▎ 摘　　要

Herein, a distinctive approach has been implemented for exploiting a typical battery material zinc vanadium oxide (ZV) as a supercapacitor electrode material. Aiming to achieve fascinating capacitive properties, a hybrid (ZnV2O6@PPy) of the conducting polymer polypyrrole (PPy)-decorated ZV was synthesized via a hydrothermal protocol, followed by low-temperature in situ oxidative polymerization. The hybrid electrode ZnV2O6@PPy (ZVP) benefited from its interconnecting network architecture, mesoporous feature, conductive feature, and rich redox chemistry, which contributed to the charge storage performance to ensure a remarkable specific capacitance (C-s) of 723.6 F g(-1) at 1 A g(-1) current density that outweighed the C-s of ZV at 402 F g(-1).

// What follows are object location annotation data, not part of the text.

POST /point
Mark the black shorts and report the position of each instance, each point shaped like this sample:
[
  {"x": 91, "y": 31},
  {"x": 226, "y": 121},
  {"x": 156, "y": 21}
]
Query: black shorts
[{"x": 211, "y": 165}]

Moreover, an asymmetric supercapacitor (ASC) device (based on ZnV2O6@PPy as the positive electrode and the nitrogen-doped reduced graphene oxide (NG) as the negative electrode) delivered a maximum C-s of 109.2 F g(-1) at 1 A g(-1) within an impressive voltage window of 0-1.5 V. The ASC provided a maximum energy density of 34 W h kg(-1) at a power density of 748.7 W kg(-1), maintaining a reliable cycle life of 93% over 3000 galvanostatic charge-discharge cycles. Two serially associated ASC devices can power up the red LED indicator for quite a long time. The comprehensive experimental output of the ASC supports the promising application of the device as a supercapacitor electrode application.